Reprezentacja Grecji nie ma gdzie grać!
Najbliższe domowe spotkania greckiej kadry odbędą się w czerwcu i będą to mecze w ramach eliminacji do EURO 2020 z Włochami oraz Armenią. EPO ma jednak problem z znalezieniem stadionu do rozegrania tych meczów.
Po rezygnacji z obiektu im. Giorgosa Karaiskakisa w Pireusie i przenosinach na dużo większe ateńskie OAKA wydawało się, że będzie to optymalne rozwiązanie, ale jak się okazało był to duży błąd. Na mecze w Lidze Narodów UEFA przychodziło kilka tysięcy sympatyków piłki nożnej, co przy blisko 70 tysiącach pojemności obiektu wyglądało bardzo przygnębiająco. Walka o ważne punkty przy niemal pustych trybunach nie była tym czego chcieli zawodnicy i selekcjoner.
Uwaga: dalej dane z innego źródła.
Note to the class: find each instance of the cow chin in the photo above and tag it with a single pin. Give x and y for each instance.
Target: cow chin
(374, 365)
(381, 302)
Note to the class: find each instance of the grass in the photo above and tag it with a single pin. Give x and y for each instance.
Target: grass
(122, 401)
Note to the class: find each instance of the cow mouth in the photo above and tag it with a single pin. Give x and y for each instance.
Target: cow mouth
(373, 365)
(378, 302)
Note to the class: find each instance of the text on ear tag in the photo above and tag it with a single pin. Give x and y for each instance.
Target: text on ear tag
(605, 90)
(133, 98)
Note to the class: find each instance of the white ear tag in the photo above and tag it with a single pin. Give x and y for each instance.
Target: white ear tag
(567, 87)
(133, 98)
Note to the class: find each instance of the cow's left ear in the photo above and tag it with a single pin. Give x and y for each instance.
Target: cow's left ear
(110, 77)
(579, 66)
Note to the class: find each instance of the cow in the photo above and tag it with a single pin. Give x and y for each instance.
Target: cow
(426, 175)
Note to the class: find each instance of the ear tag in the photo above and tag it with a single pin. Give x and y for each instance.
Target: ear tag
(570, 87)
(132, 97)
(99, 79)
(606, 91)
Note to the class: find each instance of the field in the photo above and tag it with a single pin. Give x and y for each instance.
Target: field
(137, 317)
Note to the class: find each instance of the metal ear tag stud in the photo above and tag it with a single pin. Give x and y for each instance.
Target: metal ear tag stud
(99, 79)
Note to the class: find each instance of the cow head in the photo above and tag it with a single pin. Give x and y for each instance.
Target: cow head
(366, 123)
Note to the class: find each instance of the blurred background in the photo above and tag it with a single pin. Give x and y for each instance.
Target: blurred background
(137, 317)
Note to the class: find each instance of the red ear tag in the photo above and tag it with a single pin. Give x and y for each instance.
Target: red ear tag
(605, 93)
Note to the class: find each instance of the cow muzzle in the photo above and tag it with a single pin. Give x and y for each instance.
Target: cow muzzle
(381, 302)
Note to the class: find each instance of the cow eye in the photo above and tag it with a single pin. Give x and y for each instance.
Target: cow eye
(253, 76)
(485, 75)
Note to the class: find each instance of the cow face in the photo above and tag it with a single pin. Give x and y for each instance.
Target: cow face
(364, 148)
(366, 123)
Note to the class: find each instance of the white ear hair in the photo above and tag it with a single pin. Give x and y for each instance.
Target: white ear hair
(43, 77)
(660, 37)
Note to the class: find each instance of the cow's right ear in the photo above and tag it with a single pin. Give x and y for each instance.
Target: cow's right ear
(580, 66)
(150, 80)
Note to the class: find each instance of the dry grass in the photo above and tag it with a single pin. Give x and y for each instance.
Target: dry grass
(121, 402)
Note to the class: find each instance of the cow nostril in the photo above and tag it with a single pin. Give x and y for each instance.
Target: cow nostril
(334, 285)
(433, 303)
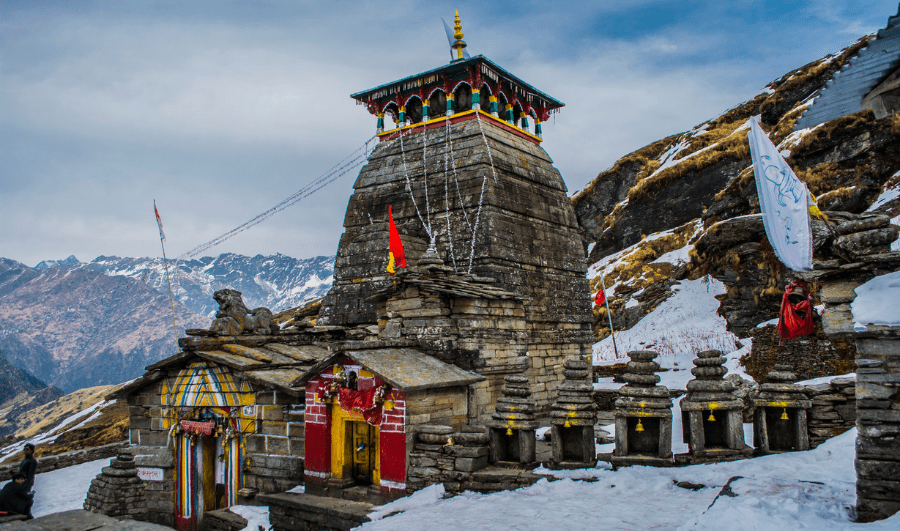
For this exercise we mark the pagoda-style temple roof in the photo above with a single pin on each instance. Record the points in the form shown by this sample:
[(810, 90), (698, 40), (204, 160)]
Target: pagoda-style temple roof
[(454, 73)]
Zatem zdecydowano przenieść mecze reprezentacji na Kretę na stadion Pankritio, gdzie na co dzień gra drugoligowy Ergotelis Heraklion. Umowa podpisana została na cztery lata, ale ze względu na duże wymagania względem infrastruktury i bezpieczeństwa administratorzy obiektu poinformowali, że będzie można na nim organizować mecze, ale dopiero od lipca. Dodatkowo po decyzji Komisji Etycznej o degradacji OFI cała Kreta jest bardzo negatywnie nastawiona jest na jakiekolwiek propozycje z greckiej federacji.
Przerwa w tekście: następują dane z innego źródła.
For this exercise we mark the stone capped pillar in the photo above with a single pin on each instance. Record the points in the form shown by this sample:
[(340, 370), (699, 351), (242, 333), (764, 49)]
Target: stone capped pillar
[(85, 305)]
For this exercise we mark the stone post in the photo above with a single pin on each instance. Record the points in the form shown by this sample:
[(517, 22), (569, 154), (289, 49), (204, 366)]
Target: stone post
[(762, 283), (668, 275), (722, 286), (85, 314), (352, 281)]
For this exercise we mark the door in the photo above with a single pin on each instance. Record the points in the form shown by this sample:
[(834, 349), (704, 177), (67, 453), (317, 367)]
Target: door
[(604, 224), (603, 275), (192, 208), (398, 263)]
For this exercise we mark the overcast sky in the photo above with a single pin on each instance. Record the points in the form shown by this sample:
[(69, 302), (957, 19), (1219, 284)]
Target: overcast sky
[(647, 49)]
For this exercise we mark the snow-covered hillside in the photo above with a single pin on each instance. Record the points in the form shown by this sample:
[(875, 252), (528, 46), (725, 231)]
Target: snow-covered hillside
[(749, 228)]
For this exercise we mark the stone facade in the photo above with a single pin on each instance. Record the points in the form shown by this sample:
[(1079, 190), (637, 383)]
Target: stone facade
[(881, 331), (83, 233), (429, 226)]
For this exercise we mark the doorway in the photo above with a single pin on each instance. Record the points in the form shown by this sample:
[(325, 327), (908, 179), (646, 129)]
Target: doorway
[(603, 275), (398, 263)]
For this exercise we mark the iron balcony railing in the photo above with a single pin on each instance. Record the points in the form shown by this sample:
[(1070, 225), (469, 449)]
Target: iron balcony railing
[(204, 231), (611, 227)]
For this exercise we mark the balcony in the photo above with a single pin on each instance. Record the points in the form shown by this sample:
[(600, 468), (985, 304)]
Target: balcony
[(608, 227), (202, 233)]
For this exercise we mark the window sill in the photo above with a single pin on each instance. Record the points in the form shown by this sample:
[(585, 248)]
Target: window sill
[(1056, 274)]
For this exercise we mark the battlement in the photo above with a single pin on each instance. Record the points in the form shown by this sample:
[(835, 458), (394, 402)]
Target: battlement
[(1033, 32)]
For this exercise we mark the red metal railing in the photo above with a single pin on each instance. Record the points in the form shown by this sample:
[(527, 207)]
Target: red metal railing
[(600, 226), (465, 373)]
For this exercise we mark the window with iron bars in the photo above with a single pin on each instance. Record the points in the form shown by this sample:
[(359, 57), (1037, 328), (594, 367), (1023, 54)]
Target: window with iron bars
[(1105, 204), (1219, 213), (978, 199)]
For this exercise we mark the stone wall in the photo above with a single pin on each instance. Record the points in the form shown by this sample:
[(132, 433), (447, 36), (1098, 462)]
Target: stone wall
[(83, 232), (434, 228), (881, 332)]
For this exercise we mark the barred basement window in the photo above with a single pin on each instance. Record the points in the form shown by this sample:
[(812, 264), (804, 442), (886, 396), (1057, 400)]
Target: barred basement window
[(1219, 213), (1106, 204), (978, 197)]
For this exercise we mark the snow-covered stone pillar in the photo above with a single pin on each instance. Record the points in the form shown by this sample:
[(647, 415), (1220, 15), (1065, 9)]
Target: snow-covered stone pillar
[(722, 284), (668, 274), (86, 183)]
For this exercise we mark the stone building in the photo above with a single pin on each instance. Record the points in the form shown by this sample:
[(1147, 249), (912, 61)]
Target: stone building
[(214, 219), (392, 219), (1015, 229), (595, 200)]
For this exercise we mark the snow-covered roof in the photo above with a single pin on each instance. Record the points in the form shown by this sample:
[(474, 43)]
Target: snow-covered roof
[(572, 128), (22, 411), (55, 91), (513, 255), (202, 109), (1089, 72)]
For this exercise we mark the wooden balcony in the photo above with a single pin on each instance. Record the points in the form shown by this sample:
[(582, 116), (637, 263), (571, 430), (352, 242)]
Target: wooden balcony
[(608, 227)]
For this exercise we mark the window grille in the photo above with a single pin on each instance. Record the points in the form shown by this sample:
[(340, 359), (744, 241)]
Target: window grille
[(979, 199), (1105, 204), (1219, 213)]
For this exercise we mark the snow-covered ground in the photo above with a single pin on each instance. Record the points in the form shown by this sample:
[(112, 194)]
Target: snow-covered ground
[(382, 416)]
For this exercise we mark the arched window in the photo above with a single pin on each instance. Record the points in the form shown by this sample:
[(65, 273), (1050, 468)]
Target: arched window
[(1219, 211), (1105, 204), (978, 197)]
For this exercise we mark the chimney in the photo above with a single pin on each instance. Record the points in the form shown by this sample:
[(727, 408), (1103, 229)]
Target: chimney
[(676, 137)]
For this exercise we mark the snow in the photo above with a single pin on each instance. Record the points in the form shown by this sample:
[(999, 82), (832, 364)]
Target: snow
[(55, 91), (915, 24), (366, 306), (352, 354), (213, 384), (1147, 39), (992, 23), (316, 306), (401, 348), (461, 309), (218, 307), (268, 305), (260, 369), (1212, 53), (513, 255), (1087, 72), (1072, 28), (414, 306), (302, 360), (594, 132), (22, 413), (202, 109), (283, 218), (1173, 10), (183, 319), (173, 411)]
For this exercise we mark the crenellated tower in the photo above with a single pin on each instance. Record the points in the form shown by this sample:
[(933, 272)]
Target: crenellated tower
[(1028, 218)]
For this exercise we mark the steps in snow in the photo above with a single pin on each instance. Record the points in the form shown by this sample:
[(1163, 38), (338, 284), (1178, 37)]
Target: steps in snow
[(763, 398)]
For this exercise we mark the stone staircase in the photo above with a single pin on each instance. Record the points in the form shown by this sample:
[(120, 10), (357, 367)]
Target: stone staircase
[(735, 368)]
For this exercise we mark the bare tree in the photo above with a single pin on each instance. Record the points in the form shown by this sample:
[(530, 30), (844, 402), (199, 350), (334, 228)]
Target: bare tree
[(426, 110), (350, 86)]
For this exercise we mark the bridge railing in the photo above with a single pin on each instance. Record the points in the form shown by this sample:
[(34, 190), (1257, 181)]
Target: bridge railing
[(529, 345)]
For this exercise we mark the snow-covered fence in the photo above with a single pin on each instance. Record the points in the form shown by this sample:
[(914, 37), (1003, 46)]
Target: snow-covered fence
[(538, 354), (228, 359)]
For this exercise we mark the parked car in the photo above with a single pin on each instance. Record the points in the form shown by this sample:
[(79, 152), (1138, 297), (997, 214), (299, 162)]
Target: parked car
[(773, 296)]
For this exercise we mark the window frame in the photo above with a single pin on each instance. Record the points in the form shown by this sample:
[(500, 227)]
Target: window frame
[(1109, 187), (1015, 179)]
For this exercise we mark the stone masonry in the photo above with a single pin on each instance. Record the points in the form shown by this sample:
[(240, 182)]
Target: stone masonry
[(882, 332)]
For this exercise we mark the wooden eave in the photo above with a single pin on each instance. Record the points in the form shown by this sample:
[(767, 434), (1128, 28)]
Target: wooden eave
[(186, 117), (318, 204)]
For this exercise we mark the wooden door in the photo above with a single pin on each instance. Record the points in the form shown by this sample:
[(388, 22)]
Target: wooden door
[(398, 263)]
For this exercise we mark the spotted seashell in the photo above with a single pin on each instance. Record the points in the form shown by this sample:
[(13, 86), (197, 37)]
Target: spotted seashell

EPO rozpoczęło więc dalsze poszukiwania stadionu na te dwa czerwcowe pojedynki. Wysłano propozycję do włodarzy „Karaiskakis„, ale z Pireusu przyszła odpowiedź negatywna. Na salonickim „Toumba” też nie odbędą się te mecze, a powodem jest brak dostatecznego bezpieczeństwa na stadionie. Tym samym lista obiektów, które byłyby w stanie zorganizować takie zawody została praktycznie zamknięta. Można zatem powiedzieć, że koło się zamyka, bo tylko OAKA spełnia wymogi i jest gotowe.
Zapewne to właśnie stołeczny stadion im. Spyrosa Louisa ostatecznie gościć będzie reprezentację w tych dwóch spotkaniach. Pojawia się jednak ważne pytanie czy takie sytuacje w ogóle powinny mieć miejsce?